Funding framework for pharmacy-led PrEP delivery model
Pharmacy-led HIV PrEP initiatives may utilize several funding models to cover the costs of services like testing, medication, and assessment fees (7). Pharmacies may charge patients directly for assessments, counselling, or consultations related to PrEP, which is common in jurisdictions where pharmacy services are not fully covered (7); however, this may serve as a barrier in low income settings (6). In settings where pharmacists can provide PrEP services, private and public health insurances may reimburse for these assessments (7). In the U.S., most health insurance plans are required to cover the cost of PrEP medication and ancillary services; despite this, there are reports of private insurers not complying with this requirement (7, 52). Individuals without insurance may qualify for assistance programs, sponsored by the drug manufacturer (53), or state (54) or federal governments (55) that cover a portion or all of the cost (7). An affordability study among patients seen at a multidisciplinary specialty PrEP pharmacy model in Vanderbilt, Tennessee reported that 27% of patients required prior insurance authorization (all were approved), the median total out-of-pocket medication cost was zero, and most patients (86%) used manufacturer copay cards (56).

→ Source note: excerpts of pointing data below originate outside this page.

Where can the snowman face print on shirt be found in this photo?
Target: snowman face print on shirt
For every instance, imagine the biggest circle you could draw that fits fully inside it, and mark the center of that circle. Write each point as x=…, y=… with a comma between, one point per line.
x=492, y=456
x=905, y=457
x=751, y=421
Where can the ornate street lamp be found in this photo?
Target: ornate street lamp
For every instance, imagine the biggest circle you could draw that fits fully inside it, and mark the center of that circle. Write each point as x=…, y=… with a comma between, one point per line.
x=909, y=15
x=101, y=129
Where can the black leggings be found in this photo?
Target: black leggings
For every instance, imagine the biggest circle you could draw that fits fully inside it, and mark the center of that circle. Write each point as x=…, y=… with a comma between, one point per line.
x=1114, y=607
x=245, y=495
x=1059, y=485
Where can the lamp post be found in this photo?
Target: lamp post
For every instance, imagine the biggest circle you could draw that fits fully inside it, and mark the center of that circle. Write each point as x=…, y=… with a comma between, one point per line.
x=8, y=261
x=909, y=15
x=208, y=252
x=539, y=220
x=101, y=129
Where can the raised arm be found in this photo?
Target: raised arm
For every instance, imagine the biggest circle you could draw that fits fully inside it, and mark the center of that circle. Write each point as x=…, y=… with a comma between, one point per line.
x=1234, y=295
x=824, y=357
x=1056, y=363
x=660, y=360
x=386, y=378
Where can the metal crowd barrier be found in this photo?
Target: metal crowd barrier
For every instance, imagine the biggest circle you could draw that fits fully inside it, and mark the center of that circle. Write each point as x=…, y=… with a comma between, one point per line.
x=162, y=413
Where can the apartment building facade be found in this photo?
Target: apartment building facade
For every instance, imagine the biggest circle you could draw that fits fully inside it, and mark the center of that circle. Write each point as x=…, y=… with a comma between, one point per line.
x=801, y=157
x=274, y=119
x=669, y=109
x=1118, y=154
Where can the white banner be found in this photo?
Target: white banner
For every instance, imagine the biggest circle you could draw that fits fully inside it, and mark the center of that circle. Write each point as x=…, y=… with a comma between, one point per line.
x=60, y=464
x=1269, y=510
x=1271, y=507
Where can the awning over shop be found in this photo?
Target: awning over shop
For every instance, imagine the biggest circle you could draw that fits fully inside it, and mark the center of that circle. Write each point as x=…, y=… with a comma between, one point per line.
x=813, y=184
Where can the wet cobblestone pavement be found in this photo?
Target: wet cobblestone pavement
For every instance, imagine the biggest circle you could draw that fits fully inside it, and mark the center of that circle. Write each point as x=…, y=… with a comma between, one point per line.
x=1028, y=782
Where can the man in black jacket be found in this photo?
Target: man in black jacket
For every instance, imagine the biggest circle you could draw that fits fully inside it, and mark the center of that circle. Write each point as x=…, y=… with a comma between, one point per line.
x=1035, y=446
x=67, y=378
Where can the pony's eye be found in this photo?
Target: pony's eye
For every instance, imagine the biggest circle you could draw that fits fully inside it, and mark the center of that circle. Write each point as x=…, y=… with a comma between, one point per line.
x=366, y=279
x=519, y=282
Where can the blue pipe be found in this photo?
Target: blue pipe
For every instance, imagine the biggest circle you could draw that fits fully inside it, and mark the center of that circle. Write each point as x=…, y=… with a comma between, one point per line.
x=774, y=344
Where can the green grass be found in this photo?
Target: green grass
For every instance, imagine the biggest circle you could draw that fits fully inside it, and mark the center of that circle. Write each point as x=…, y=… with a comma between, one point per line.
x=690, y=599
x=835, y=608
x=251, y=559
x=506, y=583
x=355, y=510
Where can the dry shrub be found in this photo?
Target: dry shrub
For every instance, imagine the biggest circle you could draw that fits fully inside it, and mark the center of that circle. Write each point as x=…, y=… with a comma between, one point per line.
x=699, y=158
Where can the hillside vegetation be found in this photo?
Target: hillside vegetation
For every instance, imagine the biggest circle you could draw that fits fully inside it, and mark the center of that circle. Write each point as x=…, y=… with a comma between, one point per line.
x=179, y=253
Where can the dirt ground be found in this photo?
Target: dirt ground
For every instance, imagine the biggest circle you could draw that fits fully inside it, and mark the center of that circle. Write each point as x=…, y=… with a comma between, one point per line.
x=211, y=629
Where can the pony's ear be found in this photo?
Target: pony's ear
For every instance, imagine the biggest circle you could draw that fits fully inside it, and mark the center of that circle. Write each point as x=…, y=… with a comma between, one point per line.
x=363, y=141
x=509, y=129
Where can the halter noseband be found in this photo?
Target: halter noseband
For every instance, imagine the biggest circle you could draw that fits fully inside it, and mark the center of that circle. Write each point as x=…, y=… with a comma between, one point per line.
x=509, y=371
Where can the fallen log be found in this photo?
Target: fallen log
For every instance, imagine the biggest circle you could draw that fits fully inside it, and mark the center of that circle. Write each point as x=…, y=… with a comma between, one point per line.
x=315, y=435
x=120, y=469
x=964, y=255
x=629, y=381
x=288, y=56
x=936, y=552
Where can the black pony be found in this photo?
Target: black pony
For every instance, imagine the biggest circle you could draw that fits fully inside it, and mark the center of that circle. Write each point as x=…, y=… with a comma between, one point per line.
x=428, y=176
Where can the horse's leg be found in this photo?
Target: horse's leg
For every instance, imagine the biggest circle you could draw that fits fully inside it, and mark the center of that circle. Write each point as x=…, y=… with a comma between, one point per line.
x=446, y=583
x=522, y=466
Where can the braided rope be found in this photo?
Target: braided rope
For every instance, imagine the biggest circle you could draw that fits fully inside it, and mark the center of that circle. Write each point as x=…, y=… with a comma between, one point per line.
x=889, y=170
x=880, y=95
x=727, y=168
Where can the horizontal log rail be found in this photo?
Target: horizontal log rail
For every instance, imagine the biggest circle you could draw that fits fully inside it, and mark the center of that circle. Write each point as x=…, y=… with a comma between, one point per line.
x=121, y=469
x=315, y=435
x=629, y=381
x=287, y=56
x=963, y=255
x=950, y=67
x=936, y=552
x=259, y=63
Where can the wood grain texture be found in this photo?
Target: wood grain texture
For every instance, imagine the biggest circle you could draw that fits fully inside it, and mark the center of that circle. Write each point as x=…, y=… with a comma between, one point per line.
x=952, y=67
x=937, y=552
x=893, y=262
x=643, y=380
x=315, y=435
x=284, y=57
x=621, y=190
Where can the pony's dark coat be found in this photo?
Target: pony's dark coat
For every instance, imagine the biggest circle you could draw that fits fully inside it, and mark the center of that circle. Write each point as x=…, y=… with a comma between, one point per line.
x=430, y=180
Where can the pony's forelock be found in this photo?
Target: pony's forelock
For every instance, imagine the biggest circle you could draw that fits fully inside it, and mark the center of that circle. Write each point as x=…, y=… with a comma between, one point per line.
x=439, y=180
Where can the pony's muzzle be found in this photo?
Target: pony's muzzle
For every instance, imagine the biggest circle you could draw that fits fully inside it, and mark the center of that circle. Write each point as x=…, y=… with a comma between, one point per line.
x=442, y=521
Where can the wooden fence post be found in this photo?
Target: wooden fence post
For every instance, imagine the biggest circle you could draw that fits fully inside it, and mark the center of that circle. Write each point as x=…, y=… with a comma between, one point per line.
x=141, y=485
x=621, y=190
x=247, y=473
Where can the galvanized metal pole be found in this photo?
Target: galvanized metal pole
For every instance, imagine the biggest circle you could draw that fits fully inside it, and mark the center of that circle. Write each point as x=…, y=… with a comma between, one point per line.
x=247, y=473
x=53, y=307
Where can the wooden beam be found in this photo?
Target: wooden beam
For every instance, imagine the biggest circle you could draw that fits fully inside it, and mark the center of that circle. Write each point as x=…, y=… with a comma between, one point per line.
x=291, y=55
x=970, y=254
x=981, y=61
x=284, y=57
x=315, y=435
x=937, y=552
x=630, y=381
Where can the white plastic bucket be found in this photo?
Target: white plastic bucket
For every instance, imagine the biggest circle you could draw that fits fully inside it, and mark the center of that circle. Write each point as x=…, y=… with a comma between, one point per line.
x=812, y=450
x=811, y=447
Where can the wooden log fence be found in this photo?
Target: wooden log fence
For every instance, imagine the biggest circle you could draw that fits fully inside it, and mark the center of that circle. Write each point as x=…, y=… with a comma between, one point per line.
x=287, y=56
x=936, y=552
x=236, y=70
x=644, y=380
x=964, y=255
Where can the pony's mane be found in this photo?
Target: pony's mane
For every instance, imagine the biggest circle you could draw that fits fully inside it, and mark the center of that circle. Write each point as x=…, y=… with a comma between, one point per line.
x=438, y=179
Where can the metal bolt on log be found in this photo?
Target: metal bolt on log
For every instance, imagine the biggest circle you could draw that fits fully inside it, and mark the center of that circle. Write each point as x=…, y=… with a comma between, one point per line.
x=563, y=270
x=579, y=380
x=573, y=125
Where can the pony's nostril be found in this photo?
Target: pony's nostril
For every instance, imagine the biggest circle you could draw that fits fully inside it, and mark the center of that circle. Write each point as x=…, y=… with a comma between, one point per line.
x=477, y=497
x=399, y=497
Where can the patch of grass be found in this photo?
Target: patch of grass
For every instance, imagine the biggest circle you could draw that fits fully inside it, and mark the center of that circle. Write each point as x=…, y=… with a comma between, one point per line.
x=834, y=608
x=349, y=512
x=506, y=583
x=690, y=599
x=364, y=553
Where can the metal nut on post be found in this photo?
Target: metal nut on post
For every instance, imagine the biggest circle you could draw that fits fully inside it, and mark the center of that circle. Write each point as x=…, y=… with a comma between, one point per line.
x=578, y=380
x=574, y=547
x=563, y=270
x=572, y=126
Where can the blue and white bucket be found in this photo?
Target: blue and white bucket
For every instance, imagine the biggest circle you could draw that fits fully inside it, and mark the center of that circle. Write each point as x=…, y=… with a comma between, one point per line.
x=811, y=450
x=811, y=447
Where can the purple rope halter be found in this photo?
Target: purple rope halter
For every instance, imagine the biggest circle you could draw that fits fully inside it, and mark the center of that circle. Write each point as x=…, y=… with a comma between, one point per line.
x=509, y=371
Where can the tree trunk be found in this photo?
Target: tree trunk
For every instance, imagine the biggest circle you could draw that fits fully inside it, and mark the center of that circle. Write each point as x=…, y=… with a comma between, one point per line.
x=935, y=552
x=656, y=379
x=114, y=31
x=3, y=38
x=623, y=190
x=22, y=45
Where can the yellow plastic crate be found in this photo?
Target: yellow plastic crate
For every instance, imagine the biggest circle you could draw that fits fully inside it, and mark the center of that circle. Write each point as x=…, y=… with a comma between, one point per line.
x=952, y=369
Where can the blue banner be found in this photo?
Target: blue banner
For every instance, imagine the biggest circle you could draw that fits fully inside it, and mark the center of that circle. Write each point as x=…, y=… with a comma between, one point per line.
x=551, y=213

Strengths/benefits and risks/challenges of pharmacy-led PrEP delivery models
Pharmacy-led PrEP delivery models have the potential to play a key role in enhancing access and uptake of PrEP; however, it is important to understand both the benefits and the challenges with this delivery model (2). According to the reviewed literature, the main benefits of pharmacy-led PrEP models could improve accessibility (8, 9), convenience (10) and confidentiality of the pharmacy setting, and the recognition of the pharmacists’ expertise (11) in drug management (6). On the other hand, the literature identified some potential challenges of pharmacy-led PrEP models, such as training requirements for pharmacists (11), regulatory barriers affecting the scope of practice (12), reimbursement issues (13), patient awareness and follow-up, and resource limitations (6, 10).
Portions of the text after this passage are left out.